By the time Metro decided to schedule the 405 freeway shutdown for this weekend, the Herbalife Triathlon Los Angeles was already on the calendar for Sunday, Sept. 30. So while the nation's busiest freeway segment is closed, 2,500 competitors from 28 states and 12 countries will swim in the ocean off Venice, bike across Venice Boulevard just south of the shutdown zone and sprint to the finish line downtown. So much for the warnings by local officials to stay off the streets at all costs.
The Dodgers will also be playing with the playoffs on the line, Placido Domingo will be singing at the Los Angeles Opera, the Hollywood Bowl will present the Go-Gos and Willco, the West Hollywood Book Fair will take place, and there will be special events at many local museums. Clearly, a lot of people will be driving.

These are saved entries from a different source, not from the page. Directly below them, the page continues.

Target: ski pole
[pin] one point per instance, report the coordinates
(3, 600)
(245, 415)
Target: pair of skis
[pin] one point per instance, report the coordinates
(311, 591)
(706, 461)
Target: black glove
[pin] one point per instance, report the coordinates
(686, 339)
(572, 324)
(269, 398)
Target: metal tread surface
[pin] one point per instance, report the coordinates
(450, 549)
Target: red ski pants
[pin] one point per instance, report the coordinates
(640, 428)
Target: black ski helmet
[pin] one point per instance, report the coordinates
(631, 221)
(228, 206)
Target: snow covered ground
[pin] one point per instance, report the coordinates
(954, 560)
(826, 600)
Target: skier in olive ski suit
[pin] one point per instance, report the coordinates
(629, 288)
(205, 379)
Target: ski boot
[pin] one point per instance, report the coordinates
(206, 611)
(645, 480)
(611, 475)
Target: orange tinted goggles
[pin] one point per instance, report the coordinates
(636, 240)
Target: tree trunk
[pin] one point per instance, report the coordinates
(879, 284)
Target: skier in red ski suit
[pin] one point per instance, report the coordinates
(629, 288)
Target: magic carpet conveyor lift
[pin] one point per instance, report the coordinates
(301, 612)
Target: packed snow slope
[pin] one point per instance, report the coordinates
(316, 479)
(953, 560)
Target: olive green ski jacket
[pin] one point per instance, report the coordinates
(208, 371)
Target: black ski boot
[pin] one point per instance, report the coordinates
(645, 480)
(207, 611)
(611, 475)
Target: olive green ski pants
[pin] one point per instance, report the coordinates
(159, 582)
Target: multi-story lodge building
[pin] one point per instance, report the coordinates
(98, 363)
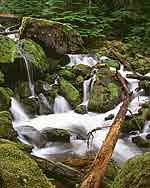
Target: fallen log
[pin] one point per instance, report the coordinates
(59, 171)
(94, 177)
(138, 77)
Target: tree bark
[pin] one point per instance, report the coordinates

"We had settled on this date 11 months ago,” says Jan Fambro, who does media relations for the triathlon. "It had gone through the city, the county, the whole approval process. We had looked at other events happening in L.A. and checked with sponsors." More at ZevWeb:
Of all the diversions that have been forced to belatedly incorporate Carmageddon II into their planning, the triathlon has had the most ironic set of challenges. While the rest of Southern California is being urged to stay home and steer clear of the roads on Sunday, the thousands of triathletes and their fans will be out in full force on the pavement, crisscrossing Los Angeles from the shore to Staples Center, first in the water, then on bicycles and finally on foot via a 6-mile loop Downtown.

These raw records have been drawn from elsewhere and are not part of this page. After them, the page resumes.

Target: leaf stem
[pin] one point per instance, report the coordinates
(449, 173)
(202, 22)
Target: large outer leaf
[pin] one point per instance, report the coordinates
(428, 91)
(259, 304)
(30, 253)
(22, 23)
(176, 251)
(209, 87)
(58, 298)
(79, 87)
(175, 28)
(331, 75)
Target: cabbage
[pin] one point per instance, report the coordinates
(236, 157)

On top of that, the bike course will be shutting down sections of surface streets for part of the morning, closing Venice Boulevard from the beach to the 10, Fairfax Boulevard from the 10 to Olympic Boulevard and Olympic to Staples Center. All streets should be open by noon.
“The reality is, it mainly affects those people who are coming from the San Fernando Valley and parts further west,” she says. Participants making that trek are being advised to allow extra time and to use Pacific Coast Highway as an alternate route down to Venice before the starting gun is fired for the first wave of triathletes at 7:15 am.